The tornado traveled a distance of 22 miles from the Mayfield Oklahoma area to near the small town of Grimes, then on toward Cheyenne. The Storm Prediction Center (SPC) in Norman, Oklahoma has included an image of this tornado with other tornado images that cycle through their index page. We were photographing a tornado near Sweetwater, Oklahoma during the time the NSSL team captured this scene. As we traveled east we saw the tornado in progress.

All images and text © copyright Gene Moore unless otherwise indicated.

tornado in progress northeast   violent whip sawing of the vortex

Interesting cloud features may be seen with this angle to the tornado. The light column of precipitation is apparent extending from the core area of the storm to the back of the tornado. This may be seen on radar as the hook echo.
The flanking line extended to the south-southwest or right side of the image for about 5-6 miles.


During the life of the tornado it changed shape every couple of minutes. It occasionally took on a wide wedge shape, but most often became a series of lessor vortices rotating around each other while forming and dissipating. Note how the wall cloud extends into a concave vault in the cloud base near the tornado.
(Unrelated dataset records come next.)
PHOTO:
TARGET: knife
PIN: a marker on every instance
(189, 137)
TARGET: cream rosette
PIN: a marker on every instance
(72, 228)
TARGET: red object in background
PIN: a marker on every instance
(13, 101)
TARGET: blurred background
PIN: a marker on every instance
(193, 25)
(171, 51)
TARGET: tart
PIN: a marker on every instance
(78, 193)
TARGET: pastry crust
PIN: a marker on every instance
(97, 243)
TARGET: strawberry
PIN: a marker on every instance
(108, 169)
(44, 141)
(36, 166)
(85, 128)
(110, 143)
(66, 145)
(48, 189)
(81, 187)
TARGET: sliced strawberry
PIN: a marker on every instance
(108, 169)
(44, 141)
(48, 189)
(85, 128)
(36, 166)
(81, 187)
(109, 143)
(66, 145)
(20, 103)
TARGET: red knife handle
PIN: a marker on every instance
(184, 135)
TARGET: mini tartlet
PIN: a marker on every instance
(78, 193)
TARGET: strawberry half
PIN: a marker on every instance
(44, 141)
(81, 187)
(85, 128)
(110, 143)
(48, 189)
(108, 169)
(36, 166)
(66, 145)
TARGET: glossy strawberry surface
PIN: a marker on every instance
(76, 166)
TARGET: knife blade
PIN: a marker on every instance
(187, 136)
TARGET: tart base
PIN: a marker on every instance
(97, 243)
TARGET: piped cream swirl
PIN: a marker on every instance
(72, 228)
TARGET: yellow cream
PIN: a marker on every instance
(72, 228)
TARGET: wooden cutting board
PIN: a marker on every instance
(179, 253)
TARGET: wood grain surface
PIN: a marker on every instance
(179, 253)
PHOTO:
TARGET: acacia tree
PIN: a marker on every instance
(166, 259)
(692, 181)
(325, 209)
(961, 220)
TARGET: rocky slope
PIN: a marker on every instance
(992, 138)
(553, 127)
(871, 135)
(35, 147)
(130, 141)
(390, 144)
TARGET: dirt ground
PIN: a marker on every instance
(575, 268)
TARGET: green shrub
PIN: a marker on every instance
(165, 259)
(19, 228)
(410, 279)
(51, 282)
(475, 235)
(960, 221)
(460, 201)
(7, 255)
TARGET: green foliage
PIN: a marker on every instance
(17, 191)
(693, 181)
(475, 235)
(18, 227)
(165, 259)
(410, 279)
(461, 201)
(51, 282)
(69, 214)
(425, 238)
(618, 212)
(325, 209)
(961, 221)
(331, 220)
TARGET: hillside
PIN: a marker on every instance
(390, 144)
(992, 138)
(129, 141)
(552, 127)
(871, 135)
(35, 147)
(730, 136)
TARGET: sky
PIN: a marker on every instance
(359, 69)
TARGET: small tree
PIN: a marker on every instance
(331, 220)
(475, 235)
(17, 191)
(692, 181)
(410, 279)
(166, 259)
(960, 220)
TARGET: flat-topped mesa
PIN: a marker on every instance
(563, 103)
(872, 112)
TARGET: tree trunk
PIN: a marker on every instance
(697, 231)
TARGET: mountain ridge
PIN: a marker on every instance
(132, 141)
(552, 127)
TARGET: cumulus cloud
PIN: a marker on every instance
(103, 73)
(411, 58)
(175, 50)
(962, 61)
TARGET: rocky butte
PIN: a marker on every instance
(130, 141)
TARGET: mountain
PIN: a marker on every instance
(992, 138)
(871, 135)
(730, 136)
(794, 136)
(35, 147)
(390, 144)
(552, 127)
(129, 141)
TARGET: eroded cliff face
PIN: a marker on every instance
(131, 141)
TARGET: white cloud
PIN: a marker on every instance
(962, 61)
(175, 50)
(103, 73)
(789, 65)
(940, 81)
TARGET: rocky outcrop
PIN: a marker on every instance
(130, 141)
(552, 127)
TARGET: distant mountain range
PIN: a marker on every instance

This storm had no obvious evidence of a drying RFD (rear flank downdraft) behind the wall cloud other than the suspicious concave formation.

tornado at its wide stage   classic V-funnel shape

During the life cycle of this tornado, which I believe was on the ground for 45 minutes; it destroyed trailers, barns, a couple of homes and damaged both hangers and aircraft. It was rated at F-2. At times the tornado was as wide as 1200 yards.


This is a short length telephoto shot of the vortex as it assumes a more classic V- shape. It continued to move away from us as we photographed.


I'm back stronger than ever
  narrow funnel snakes across open fields

Now here we have a surprise. Not only does the tornado get a new shot of life, look at the wall cloud. I have seen tornadoes reintensify, but I don't recall ever seeing a wall cloud redevelop after all but dissipating. During this time another tornado formed on the flanking line of this storm. It was located about 4 miles southwest of this tornado and closer to us. It was also in better photographic light. The second tornado seemed to have a hard time keeping up as it stretched out and finally dissipated.


At this time we thought the tornado was finally dissipating as only minor narrow funnels were swirling around on the ground. The wall cloud persisted through and continued turbulent motion. The tornado kept reforming and continued on to the northeast after we lost available light to photograph.